Sebaliknya, sejumlah netizen Indonesia mengungkapkan sentimen negatif, terutama kekhawatiran atas dampak konflik terhadap stabilitas regional dan keselamatan warga sipil. Beberapa mengkritik kedua negara karena membiarkan sengketa sejarah memicu kekerasan, dengan seorang pengguna menyebut konflik ini sebagai "pertikaian sia-sia yang merugikan rakyat kecil."
Ada pula yang menyayangkan kurangnya komunikasi antara Thailand dan Kamboja, dengan beberapa netizen mengungkapkan ketakutan bahwa konflik ini dapat menyeret ASEAN ke dalam ketidakstabilan lebih luas.

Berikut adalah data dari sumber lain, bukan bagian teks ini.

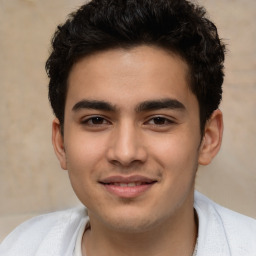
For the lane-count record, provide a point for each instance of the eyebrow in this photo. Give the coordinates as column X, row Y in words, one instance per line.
column 160, row 104
column 93, row 104
column 149, row 105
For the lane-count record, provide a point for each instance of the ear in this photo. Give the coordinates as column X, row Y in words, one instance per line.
column 211, row 141
column 58, row 143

Sentimen ini menunjukkan keresahan atas eskalasi militer dan dampak kemanusiaan.
Kemlu Siap Evakuasi WNI Jika Situasi Memburuk
Eskalasi ini merupakan yang terparah sejak konflik 2008-2011, yang menewaskan lebih dari 20 orang. Dengan penolakan Thailand terhadap mediasi pihak ketiga dan pengerahan senjata berat oleh kedua belah pihak, risiko perang terbuka semakin nyata. Namun, tekanan dari ASEAN, PBB, dan komunitas internasional dapat menjadi katalis untuk dialog bilateral. "Kunci penyelesaian adalah komitmen kedua negara untuk menghormati putusan ICJ dan membuka saluran komunikasi," kata Dr. Siti Rahmah.

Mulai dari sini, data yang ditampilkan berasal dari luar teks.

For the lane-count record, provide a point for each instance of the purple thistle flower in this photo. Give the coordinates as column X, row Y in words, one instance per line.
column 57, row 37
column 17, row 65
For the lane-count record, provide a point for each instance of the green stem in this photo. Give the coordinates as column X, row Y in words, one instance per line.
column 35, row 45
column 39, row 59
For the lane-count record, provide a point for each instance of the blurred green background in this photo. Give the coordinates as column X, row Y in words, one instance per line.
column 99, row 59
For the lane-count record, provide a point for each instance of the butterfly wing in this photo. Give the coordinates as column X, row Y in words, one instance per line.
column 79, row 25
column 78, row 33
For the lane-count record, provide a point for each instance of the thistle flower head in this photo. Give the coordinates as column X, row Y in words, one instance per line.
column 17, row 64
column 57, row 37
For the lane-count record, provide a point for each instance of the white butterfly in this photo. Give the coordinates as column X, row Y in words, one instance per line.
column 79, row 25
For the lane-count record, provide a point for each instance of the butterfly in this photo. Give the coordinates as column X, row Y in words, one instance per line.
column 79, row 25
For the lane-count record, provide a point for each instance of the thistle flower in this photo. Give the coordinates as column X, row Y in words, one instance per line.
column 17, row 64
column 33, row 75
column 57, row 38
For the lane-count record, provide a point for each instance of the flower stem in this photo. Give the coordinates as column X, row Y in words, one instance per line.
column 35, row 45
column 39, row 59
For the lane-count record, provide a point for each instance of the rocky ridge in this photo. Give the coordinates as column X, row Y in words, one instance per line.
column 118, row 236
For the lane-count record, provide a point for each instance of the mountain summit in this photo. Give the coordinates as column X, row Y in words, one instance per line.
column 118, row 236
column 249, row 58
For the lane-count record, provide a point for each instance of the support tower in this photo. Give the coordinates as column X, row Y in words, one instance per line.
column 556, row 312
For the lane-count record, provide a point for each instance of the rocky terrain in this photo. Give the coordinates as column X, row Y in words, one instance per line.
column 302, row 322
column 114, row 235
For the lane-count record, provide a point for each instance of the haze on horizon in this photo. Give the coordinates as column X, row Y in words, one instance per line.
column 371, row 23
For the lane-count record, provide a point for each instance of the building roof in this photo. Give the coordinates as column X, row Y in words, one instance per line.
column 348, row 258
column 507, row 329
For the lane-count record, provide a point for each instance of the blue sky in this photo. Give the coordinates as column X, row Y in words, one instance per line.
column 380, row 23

Bagi WNI di wilayah perbatasan, Kemlu menegaskan bahwa evakuasi akan dilakukan jika situasi memburuk. Masyarakat diimbau untuk mengikuti perkembangan melalui saluran resmi KBRI dan menghindari perjalanan ke wilayah konflik seperti Preah Vihear, Ta Muen Thom, dan Ta Krabey.
What's Your Reaction?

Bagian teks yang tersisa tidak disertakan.